I’ve been integrating DWR into our web monitoring app to display recent monitoring events dynamically while the user is doing other stuff. Since I already have a service object that does all the heavy lifting, integrating it was a snap. And now they have a section of the page where they can see events as they happen.

Pretty chuffed with myself, I decided to experiement with making one of our edit forms ajax-ified. Again, the service calls were already there to add/update/delete the object the form was representing, so I just exposed then in dwr.xml… and I have a dynamic table that I can add/edit/delete within one html page.

Ok. Now I’ve now got freight-train momentum, so I added some OpenRico sauce to make things slide and collapse… baby.

First Ajax Experience using DWR

Then I got to thinking… This was all pretty easy. I didn’t need to setup a special controller with custom table, edit, and delete views; I didn’t have to configure any bean marshalling; I didn’t have to do a stack of view mapping config; and I could develop and test with a click of “Refresh” on the browser.
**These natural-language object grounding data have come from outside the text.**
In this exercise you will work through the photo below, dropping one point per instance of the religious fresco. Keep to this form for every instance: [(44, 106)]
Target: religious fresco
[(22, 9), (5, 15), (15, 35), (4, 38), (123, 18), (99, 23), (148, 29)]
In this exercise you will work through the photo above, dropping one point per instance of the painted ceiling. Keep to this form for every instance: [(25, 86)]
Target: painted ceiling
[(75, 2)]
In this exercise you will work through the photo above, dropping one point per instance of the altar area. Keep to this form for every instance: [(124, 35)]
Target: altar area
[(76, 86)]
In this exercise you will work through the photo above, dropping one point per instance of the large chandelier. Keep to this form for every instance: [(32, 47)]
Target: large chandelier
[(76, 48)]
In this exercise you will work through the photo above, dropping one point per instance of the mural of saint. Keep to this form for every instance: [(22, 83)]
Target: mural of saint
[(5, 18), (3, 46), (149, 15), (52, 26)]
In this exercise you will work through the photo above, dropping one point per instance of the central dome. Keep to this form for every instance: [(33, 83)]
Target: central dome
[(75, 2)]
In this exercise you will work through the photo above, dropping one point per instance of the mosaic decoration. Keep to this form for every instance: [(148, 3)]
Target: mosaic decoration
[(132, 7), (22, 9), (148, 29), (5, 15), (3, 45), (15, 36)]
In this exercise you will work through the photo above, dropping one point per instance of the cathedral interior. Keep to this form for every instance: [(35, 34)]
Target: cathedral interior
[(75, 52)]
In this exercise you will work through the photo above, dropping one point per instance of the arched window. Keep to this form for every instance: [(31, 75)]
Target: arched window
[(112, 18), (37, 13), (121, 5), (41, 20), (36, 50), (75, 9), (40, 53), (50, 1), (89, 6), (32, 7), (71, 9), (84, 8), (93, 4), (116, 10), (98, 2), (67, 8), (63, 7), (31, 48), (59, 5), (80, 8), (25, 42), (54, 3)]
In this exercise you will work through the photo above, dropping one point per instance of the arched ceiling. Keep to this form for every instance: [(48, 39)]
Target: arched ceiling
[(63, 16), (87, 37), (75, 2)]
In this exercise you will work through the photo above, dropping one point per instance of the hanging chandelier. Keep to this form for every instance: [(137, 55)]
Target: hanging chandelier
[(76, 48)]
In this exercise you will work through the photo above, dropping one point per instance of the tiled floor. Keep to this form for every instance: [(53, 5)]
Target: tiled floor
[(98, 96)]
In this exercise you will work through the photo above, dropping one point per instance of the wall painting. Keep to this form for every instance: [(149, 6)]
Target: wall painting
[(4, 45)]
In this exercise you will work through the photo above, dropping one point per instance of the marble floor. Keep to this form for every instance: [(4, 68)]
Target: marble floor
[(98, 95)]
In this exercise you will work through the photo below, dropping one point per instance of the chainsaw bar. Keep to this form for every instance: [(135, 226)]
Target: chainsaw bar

Then the penny dropped. You know, I could probably live without most the web framework entirely! Have one html page for each portion of functionality, do the service calls via DWR to do the heavy lifting, and just add some script for interface swishness. It does mean I’m committing the javascript only for the view… but it seems to a lot less work than the MVC framework I’m using now. And then I found that much smarter people than I have already been thinking this some time.

So is this just crazy talk? Doing the view in straight Javascript and just use DWR to call appropriate methods in the Application Service layer to do the add/update/delete/execute/query or whatever the business logic requires?

DWR gives me the security to lock down what methods are exposed. And the business layer itself applies security to make sure users can only delete/edit/update their own data. So can I kiss my MVC framework goodbye? Any brave souls walked this path? Validation could be a deal, ditto for browser compatibility, but if DWR and Rico are solid there then I’m pretty close to a compelling rapid web dev environment.